Municipal building in London, England

Southgate Town hall is a municipal building in Green Lanes, Palmers Green, London.

==History==
The building was commissioned by the local board of health as dedicated municipal offices in anticipation of Southgate becoming an urban district in 1894. The site they selected was agricultural land associated with Bowes Farm.

The municipal offices, the northern section of the current complex, were designed by Arthur Rowland Barker in the Queen Anne style and completed in 1893. The design involved an asymmetrical main frontage with five bays facing onto Green Lanes; there was a porch in the middle of the building and the right hand two bays projected forwards and there were rows of sash windows on the ground floor and first floor. In 1914, the building was extended southwards by adding another five bays: this time the left hand two bays projected forward to achieve a symmetrical composition, and a clock tower was added on the roof. The principal room in the extension was the new council chamber. A stone name plaque bearing the coat of arms of the borough with the words "Southgate Town Hall" below was erected on the front elevation of the building.

The building became the headquarters of the Municipal Borough of Southgate when the area was granted municipal borough status in 1933. A public library, which subsequently became known as "Palmers Green library", was erected to the north west of the main building in April 1940. The town hall served as the local Civil Defence Control Centre during the Second World War. Princess Alexandra, who had already visited the building as a child, visited it again in 1961.

The building ceased to function as the local of seat of government when the enlarged London Borough of Enfield was formed in 1965. It was subsequently used as the Local History Archive until 2009 when it was deemed surplus to requirements and marketed for sale. It was acquired by the developer, Hollybrook Homes, in November 2013 and conversion of the property for residential use as "Prytaneum Court" (Prytaneion is a Greek word meaning "seat of government") was completed in September 2015.
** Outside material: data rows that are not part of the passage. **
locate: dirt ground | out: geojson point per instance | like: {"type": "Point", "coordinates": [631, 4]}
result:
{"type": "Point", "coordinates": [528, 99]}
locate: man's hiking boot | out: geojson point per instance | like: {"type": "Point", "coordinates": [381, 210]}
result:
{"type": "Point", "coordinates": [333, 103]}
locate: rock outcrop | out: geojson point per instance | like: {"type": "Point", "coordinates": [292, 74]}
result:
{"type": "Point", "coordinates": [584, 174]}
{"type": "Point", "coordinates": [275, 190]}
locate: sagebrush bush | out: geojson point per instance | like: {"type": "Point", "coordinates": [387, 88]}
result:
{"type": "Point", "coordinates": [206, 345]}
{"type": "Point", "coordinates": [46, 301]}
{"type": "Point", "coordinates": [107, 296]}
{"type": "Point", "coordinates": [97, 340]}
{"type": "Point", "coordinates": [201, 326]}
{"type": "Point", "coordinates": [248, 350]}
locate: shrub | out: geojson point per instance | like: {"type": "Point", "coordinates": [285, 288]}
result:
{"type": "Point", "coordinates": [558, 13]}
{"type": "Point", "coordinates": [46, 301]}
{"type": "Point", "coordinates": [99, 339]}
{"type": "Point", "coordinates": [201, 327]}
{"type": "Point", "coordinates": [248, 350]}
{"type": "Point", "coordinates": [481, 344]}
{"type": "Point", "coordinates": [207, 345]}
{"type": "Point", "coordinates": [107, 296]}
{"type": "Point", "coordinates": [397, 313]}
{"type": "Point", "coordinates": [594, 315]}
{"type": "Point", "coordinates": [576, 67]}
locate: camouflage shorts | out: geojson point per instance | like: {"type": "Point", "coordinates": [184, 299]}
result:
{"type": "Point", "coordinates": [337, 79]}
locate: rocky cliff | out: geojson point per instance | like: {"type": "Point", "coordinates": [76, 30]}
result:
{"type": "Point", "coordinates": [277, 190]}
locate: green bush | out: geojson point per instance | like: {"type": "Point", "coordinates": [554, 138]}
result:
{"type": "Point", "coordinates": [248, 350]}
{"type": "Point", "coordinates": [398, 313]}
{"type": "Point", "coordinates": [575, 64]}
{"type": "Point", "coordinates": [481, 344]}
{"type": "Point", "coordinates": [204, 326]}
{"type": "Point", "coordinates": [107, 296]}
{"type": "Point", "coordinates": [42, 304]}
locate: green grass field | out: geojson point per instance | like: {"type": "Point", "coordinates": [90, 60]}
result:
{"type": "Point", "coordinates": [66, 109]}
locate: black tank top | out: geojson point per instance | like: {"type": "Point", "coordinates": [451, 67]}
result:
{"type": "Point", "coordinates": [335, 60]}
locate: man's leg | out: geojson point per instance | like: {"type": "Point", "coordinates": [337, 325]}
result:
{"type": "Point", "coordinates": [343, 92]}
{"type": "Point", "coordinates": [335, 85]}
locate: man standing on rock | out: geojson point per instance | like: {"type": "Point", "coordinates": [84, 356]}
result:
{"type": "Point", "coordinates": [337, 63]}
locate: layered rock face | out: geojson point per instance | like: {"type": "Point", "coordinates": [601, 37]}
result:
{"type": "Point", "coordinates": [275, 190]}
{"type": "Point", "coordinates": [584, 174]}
As part of the transaction the developer agreed to undertake a programme of refurbishment works at a cost of £4.45 million at Palmers Green Library. The memorials commemorating council employees who had died in the First and the Second World Wars had been recovered from the town hall before it was converted and rededicated at Palmers Green Library in January 2019.

==Use by media==
The former town hall is used to represent Cowley police station in the drama series Endeavour.